Keywords: neural-symbolic AI, fuzzy semantics, description logics
Abstract: Injecting logical reasoning as a structural prior into deep learning models is a central goal of Neural-Symbolic AI. A key challenge is
making expressive formalisms like the Description Logic (DL) $\mathcal{ALC}$ compatible with gradient-based optimization without sacrificing their rich semantics. While the theory of fuzzy $\mathcal{ALC}$ offers a path, a significant methodological gap has persisted: although operator-agnostic fuzzy reasoning has been explored in first-order logic-based frameworks, these methods face fundamental computational barriers when scaling to real-world ontologies, leaving the choice of fuzzy operators for DLs largely unexplored.
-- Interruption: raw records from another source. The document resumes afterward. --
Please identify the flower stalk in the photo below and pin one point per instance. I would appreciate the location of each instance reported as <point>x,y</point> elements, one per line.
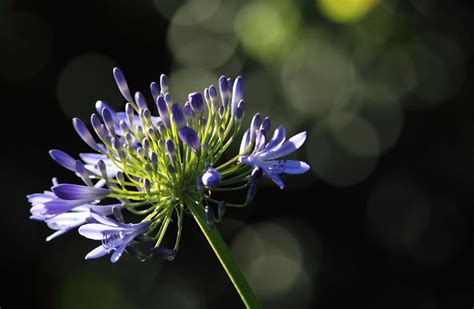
<point>222,252</point>
<point>157,167</point>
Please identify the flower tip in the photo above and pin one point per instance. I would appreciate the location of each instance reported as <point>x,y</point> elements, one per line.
<point>196,101</point>
<point>164,253</point>
<point>189,137</point>
<point>211,178</point>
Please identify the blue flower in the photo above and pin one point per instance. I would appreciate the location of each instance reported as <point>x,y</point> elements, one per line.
<point>155,167</point>
<point>211,178</point>
<point>265,156</point>
<point>78,216</point>
<point>115,236</point>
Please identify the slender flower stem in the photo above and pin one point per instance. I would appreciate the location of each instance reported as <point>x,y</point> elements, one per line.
<point>223,254</point>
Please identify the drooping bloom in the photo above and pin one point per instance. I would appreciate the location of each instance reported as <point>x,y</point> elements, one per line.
<point>156,166</point>
<point>115,236</point>
<point>264,156</point>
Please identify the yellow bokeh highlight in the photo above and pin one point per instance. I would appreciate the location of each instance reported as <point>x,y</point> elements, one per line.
<point>345,11</point>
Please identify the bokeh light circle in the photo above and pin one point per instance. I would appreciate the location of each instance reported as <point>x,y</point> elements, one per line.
<point>272,259</point>
<point>266,29</point>
<point>317,76</point>
<point>343,11</point>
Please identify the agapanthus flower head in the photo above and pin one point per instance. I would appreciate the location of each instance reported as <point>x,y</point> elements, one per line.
<point>156,166</point>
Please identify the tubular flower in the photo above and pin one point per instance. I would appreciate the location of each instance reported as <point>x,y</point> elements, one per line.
<point>157,167</point>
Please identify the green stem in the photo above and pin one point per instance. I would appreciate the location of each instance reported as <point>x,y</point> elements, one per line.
<point>223,254</point>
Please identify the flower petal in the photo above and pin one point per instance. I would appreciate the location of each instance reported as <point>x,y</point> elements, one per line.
<point>96,253</point>
<point>122,84</point>
<point>284,149</point>
<point>245,141</point>
<point>189,137</point>
<point>63,159</point>
<point>84,133</point>
<point>237,93</point>
<point>277,139</point>
<point>96,231</point>
<point>78,192</point>
<point>118,253</point>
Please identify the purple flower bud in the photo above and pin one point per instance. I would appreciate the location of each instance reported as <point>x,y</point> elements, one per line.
<point>102,168</point>
<point>63,159</point>
<point>211,178</point>
<point>108,120</point>
<point>170,149</point>
<point>223,89</point>
<point>210,217</point>
<point>83,173</point>
<point>245,141</point>
<point>171,169</point>
<point>122,84</point>
<point>177,115</point>
<point>97,126</point>
<point>266,124</point>
<point>140,100</point>
<point>147,186</point>
<point>251,192</point>
<point>120,178</point>
<point>256,120</point>
<point>155,90</point>
<point>241,105</point>
<point>212,92</point>
<point>237,93</point>
<point>163,110</point>
<point>78,192</point>
<point>168,98</point>
<point>100,105</point>
<point>164,84</point>
<point>189,137</point>
<point>129,111</point>
<point>196,101</point>
<point>116,211</point>
<point>187,111</point>
<point>239,114</point>
<point>84,133</point>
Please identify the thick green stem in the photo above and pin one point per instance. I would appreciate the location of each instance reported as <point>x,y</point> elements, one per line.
<point>223,254</point>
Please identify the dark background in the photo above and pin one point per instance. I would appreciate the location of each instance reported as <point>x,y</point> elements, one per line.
<point>398,234</point>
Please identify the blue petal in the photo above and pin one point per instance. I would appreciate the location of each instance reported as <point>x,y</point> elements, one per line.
<point>163,110</point>
<point>96,231</point>
<point>63,159</point>
<point>105,220</point>
<point>140,100</point>
<point>155,90</point>
<point>245,141</point>
<point>122,84</point>
<point>274,176</point>
<point>237,93</point>
<point>260,140</point>
<point>78,192</point>
<point>84,133</point>
<point>96,253</point>
<point>211,178</point>
<point>223,89</point>
<point>164,83</point>
<point>197,102</point>
<point>284,149</point>
<point>189,137</point>
<point>278,138</point>
<point>177,115</point>
<point>118,253</point>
This paper introduces NeSy$\mathcal{ALC}$, an end-to-end learning framework designed to bridge this gap by transforming fuzzy $\mathcal{ALC}$ from a theoretical construct into a practical tool for representation learning at scale. Our framework is operator-agnostic within the DL setting, allowing us to conduct the first systematic empirical analysis of how different t-norms and fuzzy implications impact learning on diverse knowledge bases. We find that no single operator is universally optimal, motivating our second contribution: a novel adaptive dual-loss optimization strategy that dynamically adjusts its objective based on the logical structure of the knowledge base, enhancing learning robustness. Through extensive experiments on ontology completion and semantic image interpretation tasks, we demonstrate that NeSy$\mathcal{ALC}$ consistently and statistically significantly outperforms established baselines. Our work operationalizes fuzzy $\mathcal{ALC}$ for modern machine learning, providing a practical and robust framework for injecting rich symbolic knowledge into neural models.
Supplementary Material: zip
Primary Area: neurosymbolic & hybrid AI systems (physics-informed, logic & formal reasoning, etc.)